Abstract: SA-PO1147
Impact of Persistent and Transient Donor-Specific Antibodies Within First Year After Kidney Transplantation
Session Information
- Transplantation: Clinical - Rejection, Recurrent Disease, Incompatibility
November 09, 2019 | Location: Exhibit Hall, Walter E. Washington Convention Center
Abstract Time: 10:00 AM - 12:00 PM
Category: Transplantation
- 1902 Transplantation: Clinical
Authors
- Sharma, Akhil, University of Pittsburgh, Pittsburgh, Pennsylvania, United States
- Jorgensen, Dana R., University of Pittsburgh Medical Center, Pittsburgh, Pennsylvania, United States
- Hariharan, Sundaram, University of Pittsburgh Medical Center, Pittsburgh, Pennsylvania, United States
Background
The importance of Donor Specific Antibody (DSA) surveillance within 1st year (yr) post kidney transplant remains unclear.
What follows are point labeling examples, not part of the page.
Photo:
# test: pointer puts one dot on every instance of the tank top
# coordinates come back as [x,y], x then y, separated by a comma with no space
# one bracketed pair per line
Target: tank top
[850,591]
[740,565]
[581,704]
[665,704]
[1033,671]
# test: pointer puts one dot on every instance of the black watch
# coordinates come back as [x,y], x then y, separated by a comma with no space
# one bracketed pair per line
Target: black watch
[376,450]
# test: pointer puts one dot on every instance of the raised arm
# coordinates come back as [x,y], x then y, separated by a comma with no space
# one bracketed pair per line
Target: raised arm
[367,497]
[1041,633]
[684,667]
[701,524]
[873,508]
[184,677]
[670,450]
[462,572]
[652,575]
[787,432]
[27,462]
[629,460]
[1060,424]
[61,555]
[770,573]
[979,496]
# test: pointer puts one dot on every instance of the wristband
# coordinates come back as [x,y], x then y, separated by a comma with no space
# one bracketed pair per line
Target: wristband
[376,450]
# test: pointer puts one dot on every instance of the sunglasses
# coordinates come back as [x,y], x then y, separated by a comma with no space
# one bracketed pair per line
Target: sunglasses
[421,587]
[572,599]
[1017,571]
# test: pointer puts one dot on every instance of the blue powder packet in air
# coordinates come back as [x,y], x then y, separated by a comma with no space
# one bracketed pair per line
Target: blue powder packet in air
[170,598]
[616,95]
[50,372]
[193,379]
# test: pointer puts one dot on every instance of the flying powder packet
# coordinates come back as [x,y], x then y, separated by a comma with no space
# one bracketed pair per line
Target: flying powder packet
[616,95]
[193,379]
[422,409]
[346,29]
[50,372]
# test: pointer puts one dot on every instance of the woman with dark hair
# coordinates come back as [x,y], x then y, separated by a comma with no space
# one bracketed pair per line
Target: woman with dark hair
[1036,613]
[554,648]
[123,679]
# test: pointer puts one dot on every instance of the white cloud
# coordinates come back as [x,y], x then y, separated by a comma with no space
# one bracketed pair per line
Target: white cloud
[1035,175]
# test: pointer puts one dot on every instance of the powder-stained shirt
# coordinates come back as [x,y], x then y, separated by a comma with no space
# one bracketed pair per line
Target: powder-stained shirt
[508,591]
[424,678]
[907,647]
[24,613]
We studied the impact of DSA pattern during the 1st yr post-txp on clinical outcomes.
Methods
931 patients (pts) from 2013-17 were enrolled (HLA Compatible, Flow xmatch negative). Pts were grouped into Transient DSA (T-DSA, n=66; 1 positive test, Class I/II), Persistent DSA (P-DSA, n=115, >1 positive test, Class I/II), and No DSA (N-DSA, n=750) within 1st yr post-txp. DSA testing was done @ 1,3,6,9, & 12 mos. Biopsies (protocol 3&12 mos, & indication) were included. Surrogate marker for this study included incidences of TCMR and ABMR. Outcomes measured were pt survival, graft survival and composite of pt loss, graft loss and eGFR <20ml/min at last follow-up.
Results
During the 1st yr, DSA was detected in 19% of pts (7% T-DSA vs 12% P-DSA). There were no differences in baseline or txp characteristics, other than increased sensitization (cPRA>20%) in P-DSA pts (67% vs 47%, p=0.001). P-DSA pts developed DSA earlier for Class I (75±136 vs 121±132 days, p=0.03) and II (83±141 vs 192±185 days, p<0.001), when compared to T-DSA pts. After 1 yr, DSA detection was far less in N-DSA pts (Class I/II 4/8%) than in T-DSA (Class I/II 53/62%, p<0.001) or P-DSA (Class I/II 64/69%, p<0.001) pts. P-DSA pts experienced more clinical TCMR (14 vs 8%, p=0.04), ABMR (12 vs 0.8%, p<0.001), & less normal biopsies (4 vs 11%, p=0.02) than N-DSA pts, and more ABMR than T-DSA pts (12 vs 0%, p=0.003). There were no differences in sub-clinical TCMR/inflammation, tacrolimus levels, renal function, pt survival, or death censored graft survival among all groups. However, lower composite outcome was noted with T & P-DSA pts (Figure 1).
Conclusion
Persistent and Transient DSA within 1 yr had similar outcomes and lower composite outcome when compared to No DSA pts. Thus, detection of DSA within 1 yr, whether Persistent or Transient, is detrimental to renal allograft.